Victory is certain
Certain as the sun shine in the sky
Victory is certain
All freedom loving people will say so
Oh I ,Oh I
Oh I, Know I
I believe
–Victory is Certain, David Rudder
There is a woman with blue hair sitting next to me. She's probably the coolest woman I've met since being in England this time.Not just because her hair is blue. I mean, like a proper ward-off-maljo shade of blue that is so electrifying.We're in a sunny room in the University of Sussex, an interesting bunch of academics and activists talking about how and where these two worlds can meet.
The blue-haired woman, whose name is Lucy, speaks about the Occupy Sussex movement, where students have become involved in contesting the university's attempts to privatise services like campus security.She speaks about the protests and the response of the State and the response of the police to these mostly white, middle-class young people flaunting their privilege in their faces.
She speaks about the challenges of being both academic and activist. Of how the violence of being kettled by police is sometimes no different from the tyranny of knowledge of academic institutions. She asks questions that resonate with me.
And I'm kind of nervous because I am up next. I still feel like a cockroach in fowl party when I end up at these sorts of events. It's the Trini way. You never really feel like what you're doing is legitimate until you timidly share your story and then have people come up and say that the story of your little island is an inspiration.I tell stories. Of Yvonne Ashby and the women of Chatham whose concern made the whole country stand up.
I tell the one about how they said we were outsiders because we were taking an interest in national development.I tell the one about the politicians who walked with us in Chatham and Vessigny and now are in Cabinet acting like people don't matter.I show them pictures of my dearly missed friend and comrade Norris Deonarine walking on the beach in Chatham. And the children of the Hindu Prachar Kendra in the Marianne River calling for Hindus to show environmental responsibility at Ganga Dhaaraa.
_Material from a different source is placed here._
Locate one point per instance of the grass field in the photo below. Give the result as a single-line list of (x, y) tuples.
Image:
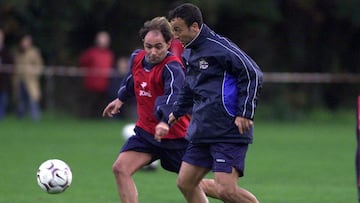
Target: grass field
[(289, 162)]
I tell them the legend of the Pitch Lake. The one about the chief's daughter who demands a cloak of hummingbird feathers. And the priests who say no. And how she insists. But when she gets her cloak the anger of the gods punishes the village by swallowing them up in a lake of pitch. I tell them that in this now time we are still confronting the selfishness of a certain few who are uninterested in the fact that their actions are destructive.
I spend the day half in Sussex and half in Trinidad. Wondering where our radical academics are. Aside from Wayne Kublalsingh, who shocked the country with his extreme actions, I can't think of any who put themselves on the line for a cause.In the land of plenty food, it is easy to forget an emaciated man once his hunger strike is over. You breathe a sigh of relief and return to stuffing your face in peace without that little voice in the back of mind asking you: what did you do today to make your country better?
I tell them that this is my fear for us. That we are still so self-absorbed that we can't see the damage we do. Not just environmental. The lack of social consciousness that starts in the Parliament and drips through the universities and the public sector and the private sector.
I explain that I can't be an academic because I can't be objective. I can't be reasonable and unemotional about Trinidad. I want to remain part of that lunatic fringe. That shouts and screams and asks for answers to questions that nobody wants to hear. I can't distance myself from the knowledge and I can't distance myself from my feeling for the place.
But the place is not just Trinidad. The place is earth. The place is a little blue planet, blue like my new friend-in-solidarity Lucy's hair. I hold back tears for Trinidad in Sussex. I tell our stories because they are universal, even if we don't think they are.
In the land of people who love to live in the boxes created for them by other people paralysed by fear of difference, where are our academics? When was the last time a lecturer went and held a reasoning in a community, a la Walter Rodney? Sharing knowledge free of charge. Learning how to synergise community information with what distortions of us exist in books.
When the people are not the other. When more than a handful of lecturers and social commentators and intellectuals are willing to be on the frontline.Where are they when we need them to be there for us, quantifying the struggle and feeling moved enough by the things they find that they lead their students into battle?Now more than ever we need we need academics who are not afraid to speak our language.